Metadata Isn’t Just for Techies Anymore

Related Expertise: Data and Analytics, Digital, Technology, and Data, Data and Digital Platform

Metadata Isn’t Just for Techies Anymore

By Rash Gandhi and Antoine Gourévitch

Companies that pursue data-driven transformations often overlook a key ally: metadata. And little wonder. Metadata—essentially “data about data”—isn’t sexy, is often poorly understood, and tends to be treated as a purely technical topic, a sort of secret language for the folks in IT. But pigeonholing metadata is a mistake. Metadata, when integrated with business and operational perspectives, becomes far more powerful, helping companies extract the full value of their data. 

An integrated approach to metadata helps companies classify information and ensure its consistency and trustworthiness. It lets them better understand the lineage of data—how a piece of information may have been manipulated or changed over time. It gives them a more complete—and more immediate—view of what data exists within the organization, what it means, and where it can be found.

This can boost efficiency and speed immensely. Data scientists can devote themselves to creating models that generate insights, for example, instead of spending 70% to 80% of their time searching for and massaging data so that it can be used in a new way. When metadata is managed with both business and technical views in mind, companies no longer have to reinvent the wheel with each new data initiative. Transformations become more sustainable and more potent. Companies unlock value they were previously leaving on the table.

Pitfalls and Unrealized Potential

Today, virtually every company is looking to data to drive its business forward. Information is at the heart of so many transformations. Ideally, a single piece of data could be used in different ways by different stakeholders across the company.  But in practice, two main challenges hinder such multipurpose use:

  • A Proliferation of Data That Hasn’t Been Harmonized. In this scenario, every business unit or function—such as marketing and customer support—is generating its own data and using its own terminology to describe what the information means.
  • A Lack of Knowledge and Understanding of the Data That Exists Within the Organization. The data that a business unit or function needs may indeed exist, but it is effectively invisible or unusable. Prospective users may not know that the information they seek has already been captured. Or they may not know its lineage—and as a result, they have little confidence in the data.

In many cases, these challenges come as an unpleasant surprise. Companies, after all, tend to put a lot of thought and effort into data-related issues: how they deploy technologies that use or generate data and how they address the concerns of customers and regulators. To be sure, these are important areas that warrant a company’s attention. But often, the data management piece gets short shrift—and inefficiencies and added complexity result. 

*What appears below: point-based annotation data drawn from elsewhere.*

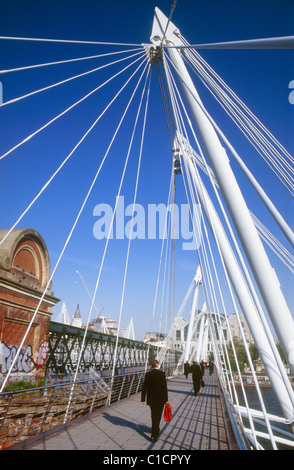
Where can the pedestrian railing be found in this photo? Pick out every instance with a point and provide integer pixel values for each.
(27, 413)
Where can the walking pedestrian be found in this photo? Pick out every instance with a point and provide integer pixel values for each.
(211, 367)
(155, 387)
(186, 369)
(196, 377)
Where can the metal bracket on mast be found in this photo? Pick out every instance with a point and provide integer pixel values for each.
(154, 53)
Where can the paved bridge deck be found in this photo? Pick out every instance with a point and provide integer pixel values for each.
(199, 423)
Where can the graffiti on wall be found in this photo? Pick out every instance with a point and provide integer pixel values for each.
(23, 363)
(42, 353)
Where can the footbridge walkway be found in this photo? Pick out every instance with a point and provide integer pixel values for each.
(199, 423)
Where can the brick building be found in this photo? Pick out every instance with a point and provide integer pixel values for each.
(24, 275)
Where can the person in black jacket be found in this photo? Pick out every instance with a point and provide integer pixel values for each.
(196, 376)
(155, 387)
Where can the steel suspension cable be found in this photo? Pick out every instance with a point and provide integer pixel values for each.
(62, 251)
(72, 152)
(62, 82)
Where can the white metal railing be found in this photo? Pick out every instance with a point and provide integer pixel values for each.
(26, 413)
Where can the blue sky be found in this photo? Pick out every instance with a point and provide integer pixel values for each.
(260, 78)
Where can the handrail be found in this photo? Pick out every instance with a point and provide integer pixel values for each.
(27, 413)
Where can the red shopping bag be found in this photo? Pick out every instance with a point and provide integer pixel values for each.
(167, 412)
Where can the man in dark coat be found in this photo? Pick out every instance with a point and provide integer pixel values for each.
(186, 369)
(155, 387)
(196, 376)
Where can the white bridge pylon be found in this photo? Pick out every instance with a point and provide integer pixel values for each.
(165, 34)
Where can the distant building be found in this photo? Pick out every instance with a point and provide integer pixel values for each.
(155, 338)
(110, 327)
(25, 297)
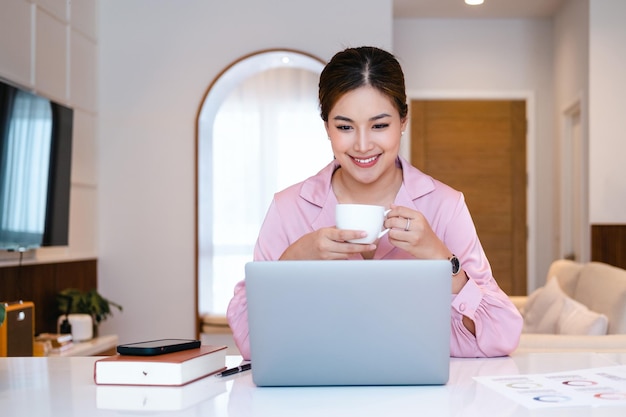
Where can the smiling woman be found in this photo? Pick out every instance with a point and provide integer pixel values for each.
(258, 129)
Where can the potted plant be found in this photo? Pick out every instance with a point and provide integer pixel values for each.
(75, 301)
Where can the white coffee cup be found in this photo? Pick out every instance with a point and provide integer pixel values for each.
(364, 217)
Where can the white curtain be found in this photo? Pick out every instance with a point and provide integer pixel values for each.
(267, 135)
(24, 176)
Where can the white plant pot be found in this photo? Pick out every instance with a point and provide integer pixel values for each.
(82, 326)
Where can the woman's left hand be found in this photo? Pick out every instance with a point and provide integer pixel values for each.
(411, 232)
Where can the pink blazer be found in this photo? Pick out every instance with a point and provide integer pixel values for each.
(310, 205)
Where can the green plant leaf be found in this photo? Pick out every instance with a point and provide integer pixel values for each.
(72, 301)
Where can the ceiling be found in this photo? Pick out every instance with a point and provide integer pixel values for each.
(497, 9)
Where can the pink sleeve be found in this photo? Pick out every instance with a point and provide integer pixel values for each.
(498, 322)
(269, 246)
(237, 315)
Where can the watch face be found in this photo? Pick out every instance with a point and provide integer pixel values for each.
(456, 265)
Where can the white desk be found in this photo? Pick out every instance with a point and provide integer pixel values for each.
(64, 386)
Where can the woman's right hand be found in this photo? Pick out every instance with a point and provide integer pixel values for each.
(327, 243)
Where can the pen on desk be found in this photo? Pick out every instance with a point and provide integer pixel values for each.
(232, 371)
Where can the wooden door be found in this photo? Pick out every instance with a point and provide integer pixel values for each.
(479, 148)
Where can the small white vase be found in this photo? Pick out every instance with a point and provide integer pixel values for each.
(82, 326)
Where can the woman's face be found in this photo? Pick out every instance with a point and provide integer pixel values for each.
(365, 128)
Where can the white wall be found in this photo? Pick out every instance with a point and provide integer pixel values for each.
(157, 58)
(607, 121)
(571, 87)
(50, 46)
(493, 58)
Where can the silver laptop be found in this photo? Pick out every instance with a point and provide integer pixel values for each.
(370, 322)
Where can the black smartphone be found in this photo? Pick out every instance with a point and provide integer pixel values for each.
(157, 347)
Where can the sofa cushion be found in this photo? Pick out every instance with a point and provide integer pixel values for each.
(543, 308)
(576, 318)
(567, 272)
(602, 288)
(550, 311)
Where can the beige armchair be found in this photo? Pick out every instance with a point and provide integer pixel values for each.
(582, 307)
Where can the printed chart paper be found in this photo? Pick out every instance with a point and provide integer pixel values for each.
(594, 387)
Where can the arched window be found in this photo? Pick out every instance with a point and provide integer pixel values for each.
(259, 131)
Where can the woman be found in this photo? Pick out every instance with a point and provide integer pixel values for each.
(363, 105)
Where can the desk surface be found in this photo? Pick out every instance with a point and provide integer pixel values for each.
(63, 386)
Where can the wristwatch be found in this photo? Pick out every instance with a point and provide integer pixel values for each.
(456, 265)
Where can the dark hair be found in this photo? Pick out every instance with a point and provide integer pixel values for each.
(356, 67)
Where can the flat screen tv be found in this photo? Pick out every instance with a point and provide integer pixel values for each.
(35, 169)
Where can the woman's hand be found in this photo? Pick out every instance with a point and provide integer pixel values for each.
(327, 243)
(411, 232)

This is a real problem that plays out across all industries. The examples of organizations that end up paying some kind of price—a lost opportunity, additional costs, or disappointing results from a new initiative—are numerous. Consider just a couple of real-world cases:

  • Seeking to optimize its balance sheet, a financial company took a close look at how it performed its risk-weighted asset (RWA) calculation. The company discovered that it was holding far too much regulatory capital—funds that had to be set aside to cover potential losses. The reason: low confidence in the numbers produced by the RWA process. Why the lack of faith? Each business unit was performing its own RWA calculation in its own way using its own data sources—and then manually adjusting the resulting number to what was considered “correct.” All the nuances and manipulation made it hard, at a company level, to see the data lineage—how, exactly, each business unit came up with its figure. As a result, there was uncertainty regarding the enterprise-wide RWA number; to be safe, the company overallocated capital. The additional capital was now sitting on the sidelines instead of being used to generate revenue. 
  • A consumer goods company decided to replace its outdated CRM platform with a more modern one that could provide a comprehensive view of every customer (including all transactions the customer has had with the company). But because customer data was spread across multiple legacy systems, and often duplicated and inconsistent, the company had a poor understanding of where specific information resided and what data should be integrated with the new platform and what data should be discarded. Consequently, the company was unable to tie together its data—and while the new CRM platform won raves for usability, it was unable to meet its prime objective of giving a 360-degree view of the customer. 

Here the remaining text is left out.